If you missed it over the weekend (as I did), there's a very good
column in Saturday's
New York Times about crowdsourcing.
Until recently I had only a vague notion of what crowdsourcing was all about. But the Internet lets you catch up on this stuff pretty fast, so I've learned a lot in the past few weeks. Steve Lohr's piece takes a look not at just what crowdsourcing is, but at what makes it work, for there's more to it than assembling a crowd and turning it loose on your problem.
"There is this misconception that you can sprinkle crowd wisdom on
something and things will turn out for the best," said Thomas W.
Malone, director of the Center for Collective Intelligence at the Massachusetts Institute of Technology. "That's not true. It's not magic."
What you need to sprinkle on something instead is planning, methodology and strategy.
A look at recent cases and new research suggests that open-innovation
models succeed only when carefully designed for a particular task and
when the incentives are tailored to attract the most effective
collaborators.
One case Lohr cites is Netflix, the online DVD rental service (fanboy note: I'm a huge fan of Netflix. It has removed for me the sting and stigma of not having premium cable stations). Netflix's approach to crowdsourcing was pretty bold, and should not be tried at home:
In October 2006, Netflix announced that it
would pay $1 million to the contestant who could improve the movie
recommendations made by Netflixs internal software, Cinematch, by at
least 10 percent. In other words, the company wanted recommendations
that were at least 10 percent closer to the preferences of its
customers, as measured by their own ratings.

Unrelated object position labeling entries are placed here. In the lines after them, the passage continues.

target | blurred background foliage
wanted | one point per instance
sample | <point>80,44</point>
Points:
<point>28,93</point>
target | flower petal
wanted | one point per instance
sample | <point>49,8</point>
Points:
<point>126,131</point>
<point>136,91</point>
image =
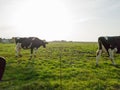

Naturally, with that kind of stake, Netflix attracted some serious intellectual firepower to the competition:
The frontrunner is a seven-person team, and its members are
statisticians, machine learning experts and computer engineers from the
United States, Austria, Canada and Israel. It is led by statisticians
at AT&T Research. ... The teams in close pursuit are similar collaborations of skilled researchers and engineers.
Many more
examples of crowdsourcing can be found at what is perhaps the most famous Internet project relying on collective crowd knowledge: Wikipedia.